To understand the reason for this you must first understand what a TS (Terminal Server, usually called RDS -- Remote Desktop Server) is. In laymen terms, it is simply a PC that allows multiple people to use it at the exact same time, each one with its own, unique environment (desktop, start menu, etc).

Compared to a regular PC, the main difference is one allows a single user to work and the other one, several (as many as the hardware can handle).  So now, you must ask... What these users do?

Normally users will use their application programs. Off the shelf (Office, etc) and in-house ones, websites with plugins/applets and so on. The problem is, most applications will have their issues, several with memory leaks as an example. If you are using your PC, that you might reboot every week or month, and these issues may not show up because you are a single user.  

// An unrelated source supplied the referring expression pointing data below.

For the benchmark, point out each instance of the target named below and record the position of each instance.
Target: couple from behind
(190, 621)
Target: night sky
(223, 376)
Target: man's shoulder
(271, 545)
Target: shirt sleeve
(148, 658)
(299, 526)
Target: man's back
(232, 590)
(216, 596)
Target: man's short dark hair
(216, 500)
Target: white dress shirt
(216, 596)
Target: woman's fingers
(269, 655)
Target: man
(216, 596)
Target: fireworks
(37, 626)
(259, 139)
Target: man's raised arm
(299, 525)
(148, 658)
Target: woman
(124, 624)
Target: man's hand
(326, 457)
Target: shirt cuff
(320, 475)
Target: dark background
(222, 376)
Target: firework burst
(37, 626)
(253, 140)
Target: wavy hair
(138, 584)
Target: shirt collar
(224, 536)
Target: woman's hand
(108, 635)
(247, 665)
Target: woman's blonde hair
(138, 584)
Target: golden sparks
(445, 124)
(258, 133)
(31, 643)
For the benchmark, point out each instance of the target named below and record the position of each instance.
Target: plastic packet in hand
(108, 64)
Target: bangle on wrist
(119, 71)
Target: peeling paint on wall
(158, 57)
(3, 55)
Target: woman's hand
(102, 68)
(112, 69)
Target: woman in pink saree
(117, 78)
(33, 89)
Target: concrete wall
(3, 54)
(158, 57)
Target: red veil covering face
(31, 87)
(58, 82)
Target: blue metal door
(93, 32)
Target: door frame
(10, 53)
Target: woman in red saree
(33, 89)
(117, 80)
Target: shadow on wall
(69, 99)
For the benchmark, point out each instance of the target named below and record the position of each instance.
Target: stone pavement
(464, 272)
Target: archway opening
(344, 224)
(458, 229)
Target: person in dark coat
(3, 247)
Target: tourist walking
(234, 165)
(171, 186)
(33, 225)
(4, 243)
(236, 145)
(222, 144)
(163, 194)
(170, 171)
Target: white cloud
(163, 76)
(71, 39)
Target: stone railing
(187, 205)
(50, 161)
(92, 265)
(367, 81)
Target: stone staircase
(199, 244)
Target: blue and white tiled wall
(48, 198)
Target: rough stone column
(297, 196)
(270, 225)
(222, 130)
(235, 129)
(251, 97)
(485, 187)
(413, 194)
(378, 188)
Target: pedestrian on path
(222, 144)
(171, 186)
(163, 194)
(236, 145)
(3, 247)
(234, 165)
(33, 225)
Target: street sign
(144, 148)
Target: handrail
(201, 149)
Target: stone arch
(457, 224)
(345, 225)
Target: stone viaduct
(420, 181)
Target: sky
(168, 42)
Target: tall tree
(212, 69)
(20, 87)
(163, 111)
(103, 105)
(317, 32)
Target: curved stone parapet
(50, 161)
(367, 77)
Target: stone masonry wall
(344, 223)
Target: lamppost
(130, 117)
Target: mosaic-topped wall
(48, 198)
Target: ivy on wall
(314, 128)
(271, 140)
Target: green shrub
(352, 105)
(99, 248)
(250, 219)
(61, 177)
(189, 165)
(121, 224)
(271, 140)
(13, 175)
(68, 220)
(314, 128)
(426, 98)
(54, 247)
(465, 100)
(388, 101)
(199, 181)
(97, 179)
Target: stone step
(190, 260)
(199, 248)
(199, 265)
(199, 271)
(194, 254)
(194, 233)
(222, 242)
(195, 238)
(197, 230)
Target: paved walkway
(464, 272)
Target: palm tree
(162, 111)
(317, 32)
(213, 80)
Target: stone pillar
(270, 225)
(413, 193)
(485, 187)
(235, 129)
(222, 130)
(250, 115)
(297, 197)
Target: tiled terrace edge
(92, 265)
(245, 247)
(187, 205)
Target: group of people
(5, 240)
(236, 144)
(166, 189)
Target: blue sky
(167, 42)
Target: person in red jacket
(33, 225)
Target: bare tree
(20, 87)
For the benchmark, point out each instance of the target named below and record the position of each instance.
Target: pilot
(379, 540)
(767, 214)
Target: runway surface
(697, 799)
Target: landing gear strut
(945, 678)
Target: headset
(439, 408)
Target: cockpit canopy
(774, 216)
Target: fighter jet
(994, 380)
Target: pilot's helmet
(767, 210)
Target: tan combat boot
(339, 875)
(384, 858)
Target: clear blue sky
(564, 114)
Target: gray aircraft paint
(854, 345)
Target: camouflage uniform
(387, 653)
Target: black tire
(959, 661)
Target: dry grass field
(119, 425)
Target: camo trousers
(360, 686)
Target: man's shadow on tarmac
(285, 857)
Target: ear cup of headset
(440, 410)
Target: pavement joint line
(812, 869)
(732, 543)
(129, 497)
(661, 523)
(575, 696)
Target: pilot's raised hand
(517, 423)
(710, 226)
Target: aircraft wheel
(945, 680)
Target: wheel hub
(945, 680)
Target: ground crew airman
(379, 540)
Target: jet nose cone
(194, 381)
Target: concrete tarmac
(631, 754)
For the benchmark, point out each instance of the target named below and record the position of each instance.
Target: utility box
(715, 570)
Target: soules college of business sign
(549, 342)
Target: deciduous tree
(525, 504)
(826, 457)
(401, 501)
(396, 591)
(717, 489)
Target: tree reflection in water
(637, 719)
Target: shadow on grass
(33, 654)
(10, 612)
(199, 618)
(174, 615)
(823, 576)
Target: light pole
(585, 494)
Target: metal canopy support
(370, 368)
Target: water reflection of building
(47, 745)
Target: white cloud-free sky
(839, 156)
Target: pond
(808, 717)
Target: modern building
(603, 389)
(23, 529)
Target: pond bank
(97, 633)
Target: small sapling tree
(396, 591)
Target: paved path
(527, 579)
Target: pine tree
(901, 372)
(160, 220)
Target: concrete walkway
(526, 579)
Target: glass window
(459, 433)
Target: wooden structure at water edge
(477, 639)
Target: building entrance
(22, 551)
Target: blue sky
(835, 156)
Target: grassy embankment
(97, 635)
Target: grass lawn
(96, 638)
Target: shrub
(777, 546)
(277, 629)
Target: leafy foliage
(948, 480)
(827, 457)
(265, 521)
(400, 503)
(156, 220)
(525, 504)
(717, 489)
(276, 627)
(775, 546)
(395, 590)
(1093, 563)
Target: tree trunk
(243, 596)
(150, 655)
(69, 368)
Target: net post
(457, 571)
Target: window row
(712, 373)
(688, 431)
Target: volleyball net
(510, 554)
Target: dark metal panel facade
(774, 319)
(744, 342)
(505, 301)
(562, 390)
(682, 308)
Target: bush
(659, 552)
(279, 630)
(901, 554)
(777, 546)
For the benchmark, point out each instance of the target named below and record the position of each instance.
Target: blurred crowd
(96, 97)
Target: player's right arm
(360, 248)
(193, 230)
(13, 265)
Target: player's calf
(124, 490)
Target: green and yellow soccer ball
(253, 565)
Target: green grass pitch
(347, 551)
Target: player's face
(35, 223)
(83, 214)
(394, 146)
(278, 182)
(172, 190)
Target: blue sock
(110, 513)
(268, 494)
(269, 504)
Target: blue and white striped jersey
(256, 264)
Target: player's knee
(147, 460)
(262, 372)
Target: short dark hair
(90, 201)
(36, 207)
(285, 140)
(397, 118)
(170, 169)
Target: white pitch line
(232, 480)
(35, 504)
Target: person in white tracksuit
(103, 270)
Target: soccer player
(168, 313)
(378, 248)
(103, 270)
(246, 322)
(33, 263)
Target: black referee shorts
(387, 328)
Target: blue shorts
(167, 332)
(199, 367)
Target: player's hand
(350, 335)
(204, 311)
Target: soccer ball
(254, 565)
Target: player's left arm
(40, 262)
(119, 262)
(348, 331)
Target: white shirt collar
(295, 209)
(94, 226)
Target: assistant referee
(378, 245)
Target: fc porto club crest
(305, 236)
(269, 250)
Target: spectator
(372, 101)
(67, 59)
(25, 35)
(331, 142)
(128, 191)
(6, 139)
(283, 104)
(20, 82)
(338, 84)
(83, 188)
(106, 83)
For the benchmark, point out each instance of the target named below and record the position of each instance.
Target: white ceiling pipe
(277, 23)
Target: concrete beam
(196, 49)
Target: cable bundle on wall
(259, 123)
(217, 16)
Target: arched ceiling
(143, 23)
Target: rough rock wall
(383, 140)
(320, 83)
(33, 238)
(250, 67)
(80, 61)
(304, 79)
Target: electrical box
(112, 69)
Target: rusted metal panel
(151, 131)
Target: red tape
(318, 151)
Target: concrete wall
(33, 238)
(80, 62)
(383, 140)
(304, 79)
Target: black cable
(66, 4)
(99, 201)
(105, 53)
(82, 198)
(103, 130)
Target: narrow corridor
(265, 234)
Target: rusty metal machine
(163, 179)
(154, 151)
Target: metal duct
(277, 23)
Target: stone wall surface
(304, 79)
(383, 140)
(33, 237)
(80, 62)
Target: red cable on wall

On the other hand, a Terminal Server may have 50 users that are constantly using that one PC and its resources.  So whatever leak you had on your PC -- say a small memory leak that might not become an issue for 50 days -- may become a problem in less than 24 hours on the TS!  If  50 people are using the exact same app, over and over.

It is clear then the problem is not TS per se, but what you actually run on it.  It is almost impossible to predict how every single application, printer driver and so on will behave under heavy load in a TS environment;  you might need to spend months doing application monitoring/debugging to trace a memory leak, for example).  The best and quickest fix is to have the TSs in a reboot schedule, so they can start fresh for your users.  If you have multiple TSs (and you should, for redundancy purposes) this can be easily achieved without disrupting any users.

If you think this issue is not real, Citrix even added a feature on their XenApp/Presentation Server years ago to allow administrators to set a reboot schedule, exactly for this reason. The results offset the possible downtime (if any) and greatly enhance the user experience on the TSs.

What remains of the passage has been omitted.